One of the great triumphs of nineteenth-century sensation fiction, The Moonstone tells of a mystery that for page after page becomes more, not less inexplicable. Collins's novel of addictions is itself addictive, moving through a sequence of startling revelations towards the final disclosure of the truth. Entranced with double lives, with men and women who only know part of the story, Collins weaves their narratives into a web of suspense. The Moonstone is a text that grows imaginatively out of the secrets that the unconventional Collins was obliged to keep as he wrote the novel.
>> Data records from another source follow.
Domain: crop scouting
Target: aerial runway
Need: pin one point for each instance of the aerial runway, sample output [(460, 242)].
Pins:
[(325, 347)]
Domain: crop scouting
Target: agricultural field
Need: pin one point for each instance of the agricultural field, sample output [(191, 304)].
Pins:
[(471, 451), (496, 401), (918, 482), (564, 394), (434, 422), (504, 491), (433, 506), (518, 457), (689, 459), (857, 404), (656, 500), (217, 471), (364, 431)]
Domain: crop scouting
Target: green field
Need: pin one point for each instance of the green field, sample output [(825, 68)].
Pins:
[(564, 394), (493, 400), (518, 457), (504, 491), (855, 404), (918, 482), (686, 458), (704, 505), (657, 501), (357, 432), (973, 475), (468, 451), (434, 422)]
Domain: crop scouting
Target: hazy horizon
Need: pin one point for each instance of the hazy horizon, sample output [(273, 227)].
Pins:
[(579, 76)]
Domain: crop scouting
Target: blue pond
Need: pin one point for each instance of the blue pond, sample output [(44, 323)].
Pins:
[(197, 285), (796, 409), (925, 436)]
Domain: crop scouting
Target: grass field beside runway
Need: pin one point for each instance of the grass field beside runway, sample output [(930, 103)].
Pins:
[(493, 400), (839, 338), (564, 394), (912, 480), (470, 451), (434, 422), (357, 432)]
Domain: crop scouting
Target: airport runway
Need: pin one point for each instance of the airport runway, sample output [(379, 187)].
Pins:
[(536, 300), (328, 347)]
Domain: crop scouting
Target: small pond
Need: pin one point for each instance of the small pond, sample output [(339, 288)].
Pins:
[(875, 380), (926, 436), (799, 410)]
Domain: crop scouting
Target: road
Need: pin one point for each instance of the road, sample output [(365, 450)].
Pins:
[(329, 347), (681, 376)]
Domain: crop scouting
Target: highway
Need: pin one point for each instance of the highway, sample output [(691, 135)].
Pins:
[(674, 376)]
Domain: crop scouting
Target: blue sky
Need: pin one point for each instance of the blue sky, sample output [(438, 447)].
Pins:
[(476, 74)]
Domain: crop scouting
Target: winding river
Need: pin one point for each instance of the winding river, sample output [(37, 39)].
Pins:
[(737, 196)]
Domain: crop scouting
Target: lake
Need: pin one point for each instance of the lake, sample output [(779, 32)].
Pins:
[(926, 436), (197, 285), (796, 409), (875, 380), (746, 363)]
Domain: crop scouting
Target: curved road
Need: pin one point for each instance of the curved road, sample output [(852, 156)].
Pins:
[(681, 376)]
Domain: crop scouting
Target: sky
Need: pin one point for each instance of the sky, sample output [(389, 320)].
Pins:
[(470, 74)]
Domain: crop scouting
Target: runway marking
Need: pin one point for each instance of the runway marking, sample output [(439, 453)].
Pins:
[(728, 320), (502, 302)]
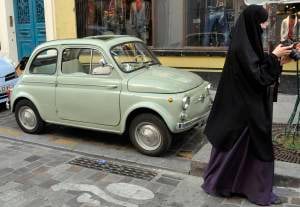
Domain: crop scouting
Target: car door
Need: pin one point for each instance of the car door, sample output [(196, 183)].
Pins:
[(82, 96)]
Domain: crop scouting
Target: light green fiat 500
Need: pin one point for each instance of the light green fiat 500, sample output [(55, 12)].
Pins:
[(112, 84)]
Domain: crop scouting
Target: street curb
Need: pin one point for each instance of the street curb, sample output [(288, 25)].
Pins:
[(286, 174)]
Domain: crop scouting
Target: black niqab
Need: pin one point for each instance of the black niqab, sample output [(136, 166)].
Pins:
[(253, 16), (243, 98)]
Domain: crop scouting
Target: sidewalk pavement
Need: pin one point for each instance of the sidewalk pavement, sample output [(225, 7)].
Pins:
[(34, 176), (286, 174)]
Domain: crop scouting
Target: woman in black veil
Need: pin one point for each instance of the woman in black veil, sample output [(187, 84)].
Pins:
[(240, 123)]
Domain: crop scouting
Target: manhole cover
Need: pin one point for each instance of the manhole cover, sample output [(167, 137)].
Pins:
[(114, 168), (281, 152)]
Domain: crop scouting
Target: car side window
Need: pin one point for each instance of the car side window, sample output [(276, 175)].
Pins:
[(44, 63), (81, 60)]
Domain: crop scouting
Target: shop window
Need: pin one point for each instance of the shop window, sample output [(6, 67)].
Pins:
[(122, 17), (210, 21)]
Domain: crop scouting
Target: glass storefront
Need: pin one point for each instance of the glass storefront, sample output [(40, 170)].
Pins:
[(162, 24), (101, 17)]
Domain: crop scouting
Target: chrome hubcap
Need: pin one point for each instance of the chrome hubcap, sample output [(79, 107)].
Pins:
[(148, 136), (27, 118)]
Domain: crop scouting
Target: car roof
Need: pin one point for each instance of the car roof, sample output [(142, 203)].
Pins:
[(104, 41)]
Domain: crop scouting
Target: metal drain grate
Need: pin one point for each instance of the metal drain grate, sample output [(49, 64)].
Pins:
[(114, 168), (286, 155)]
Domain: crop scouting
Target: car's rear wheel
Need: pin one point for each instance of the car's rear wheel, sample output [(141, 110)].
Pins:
[(28, 118), (149, 134)]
An emormous diamond is bequeathed to Miss Rachel Verinder by her uncle Colonel John Herncastle who has recently expired out in the colonies. In anticipation of Miss Verinders eighteenth birthday , the Moonstone is spirited out of India and brought back to England whereupon it goes missing. Stolen in the first place from a Hindu shrine, the ownership and indeed the whereabouts of the sacred diamond is the question around which the plot revolves. Credited with being the first example of detective fiction the tale is told as a series of eyewitness accounts which was partly necessitated by it being published by instalment in All Year Round in 1868. (Kirkus UK)
Author
About Wilkie Collins
Wilkie Collins was born on 8 January 1824 and died on 23 September 1889. In those 65 years he wrote 27 novels, more than 50 short stories, at least 15 plays, and more than 100 non-fiction pieces. A close friend of Charles Dickens from their meeting in March 1851 until Dickens' death in June 1870, Collins was one of the best known, best loved, and, for a time, best paid of Victorian fiction writers. But after his death, his reputation declined as Dickens's bloomed. Now, Collins is being given more critical and popular attention than he has for fifty years. Almost all his books are in print, he is studied widely, and new film and television versions of some of his books have been made. Nevertheless, there is still much to be discovered about this superstar of Victorian fiction.